Das Zentrum dieser Bewegung ist unser Drehzentrum im Unterbauch. Aber es gibt viele
Möglichkeiten, Shiho-nage zu variieren, von der Ausführung auf den Knien bis zum
kreisförmigen Fall Ukes fast zu unserer linken Seite. Sofern keine Gefahr eines Knochenbruchs
oder einer Verrenkung besteht und die ganze Bewegung sanft ausgeführt wird, sind alle diese
Varianten dem Aikido gemäß und akzeptabel.

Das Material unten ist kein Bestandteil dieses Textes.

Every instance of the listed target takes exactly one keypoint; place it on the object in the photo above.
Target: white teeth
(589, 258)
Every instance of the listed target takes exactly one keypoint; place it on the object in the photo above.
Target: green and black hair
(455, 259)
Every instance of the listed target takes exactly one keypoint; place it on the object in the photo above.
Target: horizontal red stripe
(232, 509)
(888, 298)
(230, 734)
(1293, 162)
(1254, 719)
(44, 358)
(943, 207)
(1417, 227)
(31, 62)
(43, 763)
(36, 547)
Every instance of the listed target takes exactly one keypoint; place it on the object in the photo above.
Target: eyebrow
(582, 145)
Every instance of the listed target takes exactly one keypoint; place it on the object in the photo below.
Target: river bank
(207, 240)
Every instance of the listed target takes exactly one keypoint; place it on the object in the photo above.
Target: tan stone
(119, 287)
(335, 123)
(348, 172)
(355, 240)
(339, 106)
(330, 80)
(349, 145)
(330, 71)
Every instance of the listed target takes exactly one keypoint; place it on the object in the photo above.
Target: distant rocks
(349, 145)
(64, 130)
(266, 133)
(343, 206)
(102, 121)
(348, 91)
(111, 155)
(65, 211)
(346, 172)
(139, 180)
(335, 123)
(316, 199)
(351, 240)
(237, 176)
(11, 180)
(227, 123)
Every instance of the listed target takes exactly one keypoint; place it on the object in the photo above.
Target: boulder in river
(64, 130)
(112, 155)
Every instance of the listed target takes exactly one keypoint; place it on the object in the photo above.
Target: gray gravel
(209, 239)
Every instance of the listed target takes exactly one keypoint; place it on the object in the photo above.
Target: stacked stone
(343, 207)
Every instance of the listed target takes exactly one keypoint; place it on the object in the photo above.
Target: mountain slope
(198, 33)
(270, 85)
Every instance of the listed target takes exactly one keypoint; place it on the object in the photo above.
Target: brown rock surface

Die Bewegung, mit der wir Uke zu Boden führen, kann in irimi oder tenkan erfolgen. In der
irimi-Form setzen wir den linken Fuß vor Uke, nachdem wir sein Handgelenk gefasst haben.
Sobald unser Gewicht auf diesem Fuß ruht, beugen wir die Knie und drehen die Hüfte auf
beiden Füßen, bis wir Uke wieder gegenüberstehen und seine Arme sich in der Shiho-nage-
Position befinden.

In der tenkan-Form drehen wir dagegen auf dem vorderen linken Fuß auf der Stelle, wobei wir
die Knie beugen und zusammen mit der Drehbewegung der Hüfte den rechten Fuß kreisförmig
nach hinten setzen. Nach dieser Drehung stehen wir Uke wieder gegenüber und führen die
Technik zu Ende.

Shiho-nage gegen Angriff Yokomen-uchi

Uke schlägt kreisförmig zur linken Seite unseres Kopfs. Wir machen einen Schritt mit dem
rechten Bein innerhalb der Bewegungslinie und strecken dabei den linken Arm oben und den
rechten weiter unten. Der obere nimmt Kontakt mit Ukes Arm auf und leitet ihn in den Griff des
unteren. Anschließend führen wir den Arm vor unserem Körper nach unten und machen Shiho-
nage in irimi oder tenkan.

Bei der irimi-Variante bewegen wir uns auf der kreisförmigen Angriffslinie, machen dabei einen
Schritt mit dem linken Fuß durch Ukes Bewegungslinie hindurch und führen seinen Arm erst
nach rechts außen, dann nach oben und anschließend über unsere sich drehende Schulter. Wir
drehen auf der Stelle nach außen, bis wir Uke wieder anschauen, führen seinen Arm nah an seiner
Schulter vorbei und Uke zu Boden.

Bei der tenkan-Variante machen wir mit dem linken Fuß einen Schritt an Ukes linke Seite, drehen
und setzen den rechten Fuß kreisförmig außen in die Nähe von Ukes Fuß. Wir führen den Arm
wie oben und werfen Uke zu Boden. Von diesen beiden Varianten ist die irimi-Form die
empfehlenswertere, weil sie sich dynamisch der Kreisform des Angriffs anpasst und Uke ohne
Unterbrechung um uns herumgewirbelt wird und spiralförmig zu Boden fällt.